Iona acquires film archive

Actors+from+the+Thanhouser+Studio+right+here+in+New+Rochelle+were+celebrities+of+the+1910s.

Actors from the Thanhouser Studio right here in New Rochelle were celebrities of the 1910s.

Ian Sacks Managing Editor

Iona College has acquired the Thanhouser Film Archive as a way of celebrating New Rochelle’s history.

The Thanhouser Studio was located in New Rochelle in the 1910s and made over 1,000 silent films.

Iona has struck up a partnership with Ned Thanhouser, the president of the Thanhouser Company Film Preservation, Inc. and grandson of Edwin Thanhouser (the founder of the studio).

This collaboration between Thanhouser and Iona means that Iona will be the home to digitized versions of Thanhouser’s films.

Iona’s involvement in this endeavor has been spearheaded by two professors: Dr. Dean DeFino, Professor of English and Director of the Film Studies program, and Professor David Cundy of the Mass Communication department.

“This is a very big deal for Iona,” Cundy said. “I hope it gets top placement.”

Growing up Thanhouser believed that all of his grandfather’s films had been destroyed because his father had told him that Edwin did not think they merited being preserved.

However, all this changed in 1986, when Ned Thanhouser was watching PBS and found a Thanhouser film being aired.

“Boy was I surprised,” he said. “It turns out for every negative that Edwin burned, there were 30 or 40 prints that went to distribution, and many were saved by private collectors or ended up in archives where they were preserved.”

Since then, he has recovered 225 films.

In addition to having digital copies of the films that Thanhouser has come across, Iona will also have digital copies of several postcards, posters and documents related to the Thanhouser studio.

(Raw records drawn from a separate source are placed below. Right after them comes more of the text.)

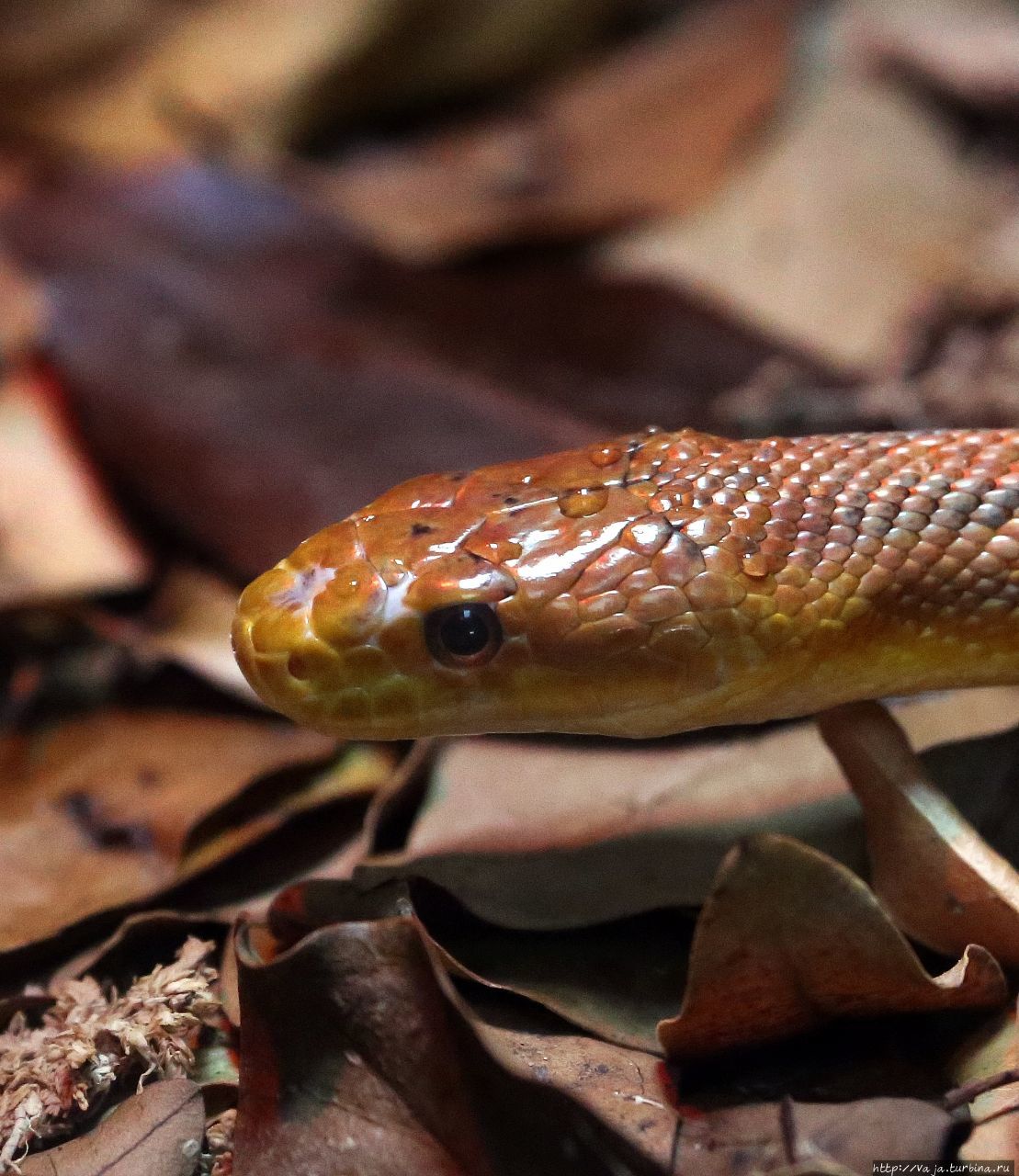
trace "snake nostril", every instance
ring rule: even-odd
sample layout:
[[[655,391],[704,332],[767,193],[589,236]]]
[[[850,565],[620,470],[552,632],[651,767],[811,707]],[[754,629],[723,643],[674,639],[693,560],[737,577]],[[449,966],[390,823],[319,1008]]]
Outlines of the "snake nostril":
[[[307,659],[301,654],[293,653],[287,657],[287,673],[291,677],[304,680],[312,676]]]

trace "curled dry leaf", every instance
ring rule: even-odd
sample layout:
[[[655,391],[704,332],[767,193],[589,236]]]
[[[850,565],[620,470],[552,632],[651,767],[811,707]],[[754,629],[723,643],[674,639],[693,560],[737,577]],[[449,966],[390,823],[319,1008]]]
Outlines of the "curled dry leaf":
[[[853,1103],[760,1103],[704,1115],[687,1114],[675,1149],[674,1171],[697,1176],[771,1172],[786,1164],[807,1172],[834,1165],[870,1172],[878,1161],[941,1160],[959,1123],[919,1098],[861,1098]],[[841,1165],[838,1169],[838,1165]]]
[[[931,783],[901,727],[877,702],[818,723],[863,806],[872,884],[898,926],[945,954],[979,943],[1019,965],[1019,873]]]
[[[0,950],[180,881],[202,817],[253,777],[333,747],[281,722],[118,710],[0,741]],[[252,836],[267,820],[255,818]],[[244,843],[231,833],[224,853]]]
[[[686,209],[778,101],[798,7],[715,0],[533,94],[522,114],[375,148],[309,186],[413,261]]]
[[[205,1109],[187,1078],[154,1082],[88,1135],[31,1156],[22,1176],[193,1176]]]
[[[180,155],[197,141],[262,162],[322,123],[335,131],[359,113],[413,108],[547,67],[602,35],[621,7],[621,0],[160,5],[138,31],[125,21],[112,47],[119,53],[108,46],[84,76],[39,76],[31,100],[4,114],[35,135],[120,160]]]
[[[670,1057],[690,1058],[840,1016],[993,1008],[1006,996],[984,948],[931,977],[858,877],[765,835],[722,863],[698,920],[682,1007],[659,1040]]]
[[[1019,1067],[1019,1031],[1013,1003],[990,1025],[981,1025],[958,1051],[954,1073],[958,1087]],[[1019,1082],[998,1085],[970,1103],[974,1127],[959,1152],[960,1160],[1000,1160],[1019,1155]]]
[[[159,587],[151,627],[138,635],[142,653],[185,666],[227,694],[261,706],[229,644],[237,589],[198,568],[178,567]]]
[[[15,1014],[0,1035],[0,1164],[69,1135],[116,1083],[192,1069],[199,1031],[220,1016],[211,949],[188,938],[122,995],[91,976],[60,981],[39,1024]]]
[[[1019,690],[897,714],[930,747],[1014,726]],[[386,824],[359,877],[425,877],[479,917],[528,930],[697,906],[733,842],[757,833],[865,866],[857,806],[812,723],[679,746],[445,741],[417,815]]]
[[[661,1176],[481,1044],[409,917],[314,931],[271,963],[239,940],[248,1176]]]
[[[59,392],[0,383],[0,608],[139,587],[148,564],[62,420]]]

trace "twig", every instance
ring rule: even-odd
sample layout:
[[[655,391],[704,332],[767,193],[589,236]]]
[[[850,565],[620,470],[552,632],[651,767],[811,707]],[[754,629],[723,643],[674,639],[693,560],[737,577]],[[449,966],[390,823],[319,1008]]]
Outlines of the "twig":
[[[961,1087],[955,1087],[954,1090],[950,1090],[943,1096],[941,1107],[945,1110],[958,1110],[959,1107],[965,1107],[980,1095],[987,1094],[988,1090],[1007,1087],[1012,1082],[1019,1082],[1019,1067],[992,1074],[988,1078],[974,1078]]]

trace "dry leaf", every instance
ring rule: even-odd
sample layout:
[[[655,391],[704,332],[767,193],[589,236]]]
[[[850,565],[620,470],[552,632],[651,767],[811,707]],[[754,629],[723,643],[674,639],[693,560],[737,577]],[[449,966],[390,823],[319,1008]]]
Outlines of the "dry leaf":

 “This is an opportunity to talk about our cultural history in New Rochelle, but it’s also an opportunity to kind of own a piece of silent film history, a significant piece of silent film history,” said DeFino, who first proposed the idea of acquiring the film archive around 2009-10.  “This is an opportunity to redress what I think is a gaping hole in the history of film.”

 From 1909 to 1917, the Thanhouser Company produced over 1,000 films in New Rochelle under the direction of Thanhouser and his wife Gertrude.

The stars of the films were extremely popular and received attention from the national press, according to New Rochelle historian Barbara Davis.

The Thanhouser Studio was originally located on Grove Street until a fire burned the building down, forcing the company to relocate to Main Street, where it stayed until its closing.

While these were the locations of the studio, Thanhouser, who was known as the “Wizard of New Rochelle,” used the entire city for his films and would often film ordinary events, such as a fire truck going to fight a fire, for the films.  Shooting these scenes caught the attention of numerous people, who would line up to watch the films being shot.

“I’m thrilled that Iona is going to have this film institute,” Davis said. “The more people that know about Thanhouser and the role that New Rochelle had in early silent movie filmmaking, the better because it really put New Rochelle on the map during that time period, made New Rochelle well known and for very good reason because it was such an important studio.”

The New Rochelle Public Library will also have archives and film festivals and looks to join with Iona in spreading the word about Thanhouser and the profound impact he had on the film industry of the 1910s.

Iona will be receiving the artifacts during the course of the upcoming months.  The pieces will then be inspected and scanned before they will be made available to the public.  The date at which the archive will open has yet to be determined.